PATRICK FEASTER is a specialist in the history, culture, and preservation of early sound media. A three-time Grammy nominee and co-founder of the First Sounds Initiative, he has been actively involved in locating, making audible, and contextualizing many of the world's oldest sound recordings. He received his doctorate in Folklore and Ethnomusicology in 2007 from Indiana University Bloomington, where he is now Media Preservation Specialist for the Media Digitization and Preservation Initiative. He is also the current President of the Association for Recorded Sound Collections.
The World’s Oldest Audio: Adventures in Subversive Digital Eduction
In 2008, the First Sounds Initiative made headlines by playing back a recording of someone singing “Au Clair de la Lune” on April 9, 1860, over seventeen years before Thomas Edison invented his phonograph. The source was a waveform scratched onto soot-blackened paper by a phonautograph, an instrument designed to record aerial sound vibrations for visual study. By using digital processing to present the same information audibly, we subverted its creator’s intentions but also brought it to life, making it more accessible, intelligible, and enchanting. Since then, I’ve continued experimenting with digital methods of “educing” historical inscriptions “against the grain”—that is, of delivering their content to our senses (most often the sense of hearing) in meaningful ways unforeseen by the people who made them. In my presentation, I’ll describe several techniques I’ve been using, share some of the most striking results, and discuss the novel insights they can provide. Among other things, we’ll listen to the oldest known snippet of recorded human speech, Samuel Morse’s “first telegraph message” of 1844, and music played automatically from a medieval manuscript.
TANYA CLEMENT is an Assistant Professor in the School of Information at the University of Texas at Austin. She has a PhD in English Literature and Language and an MFA in fiction. Her primary area of research is scholarly information infrastructure. She has published widely on digital humanities and digital literacies as well as scholarly editing, modernist literature, and sound studies. Her current research projects include High Performance Sound Technologies in Access and Scholarship (HiPSTAS).
Towards a Rationale of Audio Text: Audio Exploration and High Performance Technologies
Scholars have not had much chance to do open-ended exploratory research—what Jerome McGann calls "imagining what we don't know"—with sound collections.
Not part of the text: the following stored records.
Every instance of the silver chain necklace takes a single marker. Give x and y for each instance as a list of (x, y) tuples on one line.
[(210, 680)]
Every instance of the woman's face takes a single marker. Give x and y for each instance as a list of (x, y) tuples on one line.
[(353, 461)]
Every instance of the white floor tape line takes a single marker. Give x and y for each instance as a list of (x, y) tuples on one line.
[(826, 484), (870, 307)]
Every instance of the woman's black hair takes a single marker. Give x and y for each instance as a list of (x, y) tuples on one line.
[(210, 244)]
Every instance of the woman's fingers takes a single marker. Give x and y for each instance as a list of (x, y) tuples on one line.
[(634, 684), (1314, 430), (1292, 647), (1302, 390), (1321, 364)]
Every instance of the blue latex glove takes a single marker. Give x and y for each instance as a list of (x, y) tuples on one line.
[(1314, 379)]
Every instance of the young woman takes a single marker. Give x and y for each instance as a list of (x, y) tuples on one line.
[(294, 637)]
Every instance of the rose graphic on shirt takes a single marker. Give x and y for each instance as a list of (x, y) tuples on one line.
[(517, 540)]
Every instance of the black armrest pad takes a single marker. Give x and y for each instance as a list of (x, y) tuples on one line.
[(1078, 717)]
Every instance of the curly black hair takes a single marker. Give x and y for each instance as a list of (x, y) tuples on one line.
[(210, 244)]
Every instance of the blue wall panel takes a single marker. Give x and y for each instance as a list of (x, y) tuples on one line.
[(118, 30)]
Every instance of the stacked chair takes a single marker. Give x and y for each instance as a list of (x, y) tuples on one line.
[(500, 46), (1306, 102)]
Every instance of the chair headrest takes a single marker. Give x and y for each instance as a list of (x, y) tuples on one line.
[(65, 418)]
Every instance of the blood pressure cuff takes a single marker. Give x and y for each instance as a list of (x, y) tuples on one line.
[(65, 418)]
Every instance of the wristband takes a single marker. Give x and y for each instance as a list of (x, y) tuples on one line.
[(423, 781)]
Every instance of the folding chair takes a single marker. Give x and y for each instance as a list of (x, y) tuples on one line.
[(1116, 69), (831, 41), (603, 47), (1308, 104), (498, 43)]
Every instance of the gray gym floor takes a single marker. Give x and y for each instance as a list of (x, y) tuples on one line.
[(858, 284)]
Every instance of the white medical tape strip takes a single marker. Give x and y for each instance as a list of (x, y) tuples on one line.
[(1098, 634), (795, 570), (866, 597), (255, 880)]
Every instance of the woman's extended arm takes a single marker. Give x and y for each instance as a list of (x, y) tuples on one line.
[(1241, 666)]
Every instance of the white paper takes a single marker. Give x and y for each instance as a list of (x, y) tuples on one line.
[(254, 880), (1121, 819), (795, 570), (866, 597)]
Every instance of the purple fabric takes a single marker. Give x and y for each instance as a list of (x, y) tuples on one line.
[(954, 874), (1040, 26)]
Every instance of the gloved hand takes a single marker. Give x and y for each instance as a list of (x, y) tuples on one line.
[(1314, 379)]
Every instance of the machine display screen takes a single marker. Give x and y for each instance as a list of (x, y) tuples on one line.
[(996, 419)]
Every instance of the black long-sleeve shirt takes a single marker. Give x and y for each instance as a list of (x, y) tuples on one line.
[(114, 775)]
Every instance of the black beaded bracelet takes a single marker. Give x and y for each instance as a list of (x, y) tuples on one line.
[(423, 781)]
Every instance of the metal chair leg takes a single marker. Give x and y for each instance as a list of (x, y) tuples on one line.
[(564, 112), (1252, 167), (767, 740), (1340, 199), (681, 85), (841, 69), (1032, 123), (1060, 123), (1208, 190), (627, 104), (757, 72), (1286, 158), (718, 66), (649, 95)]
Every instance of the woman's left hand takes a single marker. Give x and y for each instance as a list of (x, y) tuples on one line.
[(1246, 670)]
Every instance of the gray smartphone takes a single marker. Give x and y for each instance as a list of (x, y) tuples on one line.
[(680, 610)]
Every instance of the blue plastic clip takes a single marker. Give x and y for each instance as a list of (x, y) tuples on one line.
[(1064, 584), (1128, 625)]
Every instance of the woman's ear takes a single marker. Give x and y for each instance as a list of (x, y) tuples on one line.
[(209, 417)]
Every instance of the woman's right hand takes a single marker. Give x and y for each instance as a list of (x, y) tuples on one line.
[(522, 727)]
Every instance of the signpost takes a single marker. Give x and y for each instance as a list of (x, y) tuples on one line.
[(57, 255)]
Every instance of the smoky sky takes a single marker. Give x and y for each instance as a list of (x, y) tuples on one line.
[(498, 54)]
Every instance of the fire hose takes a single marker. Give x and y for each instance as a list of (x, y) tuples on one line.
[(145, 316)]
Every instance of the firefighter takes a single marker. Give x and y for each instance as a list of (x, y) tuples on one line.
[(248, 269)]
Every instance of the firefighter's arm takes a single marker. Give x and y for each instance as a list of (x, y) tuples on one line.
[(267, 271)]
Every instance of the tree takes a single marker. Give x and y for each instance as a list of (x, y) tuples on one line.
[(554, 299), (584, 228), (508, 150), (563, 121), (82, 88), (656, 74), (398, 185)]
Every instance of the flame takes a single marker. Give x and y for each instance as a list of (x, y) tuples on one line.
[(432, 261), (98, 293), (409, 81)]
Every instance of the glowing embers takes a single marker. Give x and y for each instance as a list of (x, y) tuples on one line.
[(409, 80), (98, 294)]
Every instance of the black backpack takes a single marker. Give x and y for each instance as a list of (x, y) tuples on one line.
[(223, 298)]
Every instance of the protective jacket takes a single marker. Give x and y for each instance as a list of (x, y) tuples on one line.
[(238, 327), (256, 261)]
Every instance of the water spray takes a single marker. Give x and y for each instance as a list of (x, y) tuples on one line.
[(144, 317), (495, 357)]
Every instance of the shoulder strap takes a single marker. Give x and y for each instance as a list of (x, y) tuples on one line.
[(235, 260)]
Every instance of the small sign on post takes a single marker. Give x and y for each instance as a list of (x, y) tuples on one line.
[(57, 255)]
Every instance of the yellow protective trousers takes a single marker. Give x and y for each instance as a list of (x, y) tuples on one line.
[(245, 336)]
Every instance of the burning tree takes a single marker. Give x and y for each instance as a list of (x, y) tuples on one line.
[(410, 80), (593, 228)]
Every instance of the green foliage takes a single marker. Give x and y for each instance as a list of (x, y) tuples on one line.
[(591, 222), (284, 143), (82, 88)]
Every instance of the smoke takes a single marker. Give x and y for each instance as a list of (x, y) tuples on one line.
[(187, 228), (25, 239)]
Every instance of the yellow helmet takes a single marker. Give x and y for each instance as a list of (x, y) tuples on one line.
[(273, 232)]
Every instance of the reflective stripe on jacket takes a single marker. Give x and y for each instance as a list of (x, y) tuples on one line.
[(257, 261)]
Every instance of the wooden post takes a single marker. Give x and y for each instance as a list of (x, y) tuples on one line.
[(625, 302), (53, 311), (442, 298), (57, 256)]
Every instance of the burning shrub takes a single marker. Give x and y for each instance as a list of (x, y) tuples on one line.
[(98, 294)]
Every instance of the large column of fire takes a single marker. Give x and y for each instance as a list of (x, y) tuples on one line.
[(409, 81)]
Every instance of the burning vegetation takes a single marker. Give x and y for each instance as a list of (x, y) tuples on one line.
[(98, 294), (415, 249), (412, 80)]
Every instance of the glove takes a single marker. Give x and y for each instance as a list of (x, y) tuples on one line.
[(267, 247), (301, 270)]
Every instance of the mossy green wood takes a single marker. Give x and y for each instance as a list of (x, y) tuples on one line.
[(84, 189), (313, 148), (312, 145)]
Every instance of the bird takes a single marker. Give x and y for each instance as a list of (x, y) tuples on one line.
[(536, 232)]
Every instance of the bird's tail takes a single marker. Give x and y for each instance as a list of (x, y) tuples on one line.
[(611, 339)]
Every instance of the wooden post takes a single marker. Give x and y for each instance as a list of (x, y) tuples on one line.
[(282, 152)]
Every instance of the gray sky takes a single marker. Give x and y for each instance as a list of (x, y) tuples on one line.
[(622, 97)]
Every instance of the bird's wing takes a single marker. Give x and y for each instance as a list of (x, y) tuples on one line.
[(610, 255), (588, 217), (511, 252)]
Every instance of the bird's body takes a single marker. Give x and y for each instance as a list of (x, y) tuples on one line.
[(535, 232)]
Although we have now digitized hundreds of thousands of hours of culturally significant audio artifacts and developed sophisticated systems for computational analysis of text, we have made little headway toward discovering such things as how prosodic features change over time and space or how tones differ between groups of individuals and types of speech, or how one poet or storyteller's cadence might be influenced by or reflected in another's. To encourage more exploratory research with sound collections, the High Performance Sound Technologies for Analysis and Scholarship (HiPSTAS) project has been using spectral analysis and machine learning to analyze folklore recordings from the University of Texas Folklore Center Archives and from Penn's own PennSound poetry archive. This talk will describe the HiPSTAS project, its findings thus far, and its efforts to merge the "close listening" practices of literary scholars and folklorists with the "distant listening" made possible by new technologies.